Une analyse intégrale du récit doit tenir compte d’autres catégories tout aussi importantes que celles soulignées jusque là. Ce sont le mode, l’instance narrative, le niveau et le temps, les différentes formes « de mise en réseaunance »(Genette, 1983, 1987). Il s’agit des instruments de construction configurationnelle ou de textualisation. Elle est sous-tendue par les principes de cohérence, de cohésion, de thématisation et de mise en intrigue (Adam, 1988) et se lit au niveau microtextuel, par la connexité locale (morphosyntaxe), la cohésion-progression locale (entre phrases) et la cohésion-pertinence locale (entre actes de langage et plan d’énonciation) ; et niveau macrotextuel, par la connexité, la cohésion et la cohérence-pertinence globales (Adam et Petitjean, 1989). On citera entre autres outils, la perspective narrative. C’est le point de vue adopté par le narrateur, ce que G. Genette appelle la focalisation.

‘« Par focalisation, j’entends donc bien une restriction de “ champ ”, c’est-à-dire en fait une sélection de l’information narrative par rapport à ce que la tradition nommait l’omniscience […]. » (1983 : 49). ’

Il s’agit d’une question de perceptions : celui qui perçoit n’est pas nécessairement celui qui raconte, et inversement.On recense trois modes de focalisation ou point de vue narratif : le degré zéro ou point de vue omniscient, les points de vue internes et externe. Un autre outil est constitué du temps du récit. Il permet d’analyser, entre autres phénomènes, l’ordre de déroulement de l’action selon sa chronologie réelle en pensant que la mise en intrigue autorise une anachronie, une sorte de désordre chronologique organisée qui peut prendre la forme de l’analepse ou de la prolepse, une vitesse narrative variable, avec ses accélérations, ses ralentissements, ses pauses descriptives ou dialogales.

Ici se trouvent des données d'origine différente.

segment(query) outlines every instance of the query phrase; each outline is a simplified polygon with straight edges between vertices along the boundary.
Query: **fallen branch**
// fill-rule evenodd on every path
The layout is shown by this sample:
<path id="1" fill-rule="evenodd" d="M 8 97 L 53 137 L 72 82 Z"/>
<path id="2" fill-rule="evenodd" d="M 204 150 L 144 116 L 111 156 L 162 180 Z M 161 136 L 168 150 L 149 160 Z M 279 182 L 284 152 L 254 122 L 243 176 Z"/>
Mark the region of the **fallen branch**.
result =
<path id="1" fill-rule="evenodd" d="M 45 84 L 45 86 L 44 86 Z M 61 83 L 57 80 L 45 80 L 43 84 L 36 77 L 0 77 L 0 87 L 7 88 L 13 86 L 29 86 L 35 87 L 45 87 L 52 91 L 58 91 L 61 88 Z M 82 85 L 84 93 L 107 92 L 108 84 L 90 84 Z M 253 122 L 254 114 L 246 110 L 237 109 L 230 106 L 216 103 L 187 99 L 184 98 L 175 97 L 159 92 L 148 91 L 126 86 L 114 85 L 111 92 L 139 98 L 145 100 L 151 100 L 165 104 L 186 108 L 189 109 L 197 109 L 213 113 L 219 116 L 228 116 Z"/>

A ces instruments internes de configuration, on ajoutera deux outils externes : l’architextualité et la paratextualité (Genette, 1987). On dira alors pour schématiser que l’architextualité c’est ce qui permet, dans une activité de lecture, de déterminer le statut générique d’un énoncé et dans une activité de production, d’organiser le discours selon un modèle générique. Et toujours pour paraphraser l’auteur, nous dirons que la paratextualité, c’est l’extériorité de l’énoncé qui lui adjoint un message scripto-visuel.

Un récit de fiction se compose donc de deux aspects au moins : la référence à une histoire ou une invention, en somme, à une suite d’événements (des faits et des dits), d’actions et d’états, de circonstances et de situations organisée dans un ordre concourant le plus souvent à un dénouement. Il implique une énonciation, c'est-à-dire une instance représentée par le narrateur et qui a vocation à raconter l’histoire, à rendre compte des événements et des actions, de états et des circonstances à partir d’une posture appelée point de vue. Que deviennent ces paramètres quand ils entrent à l’école.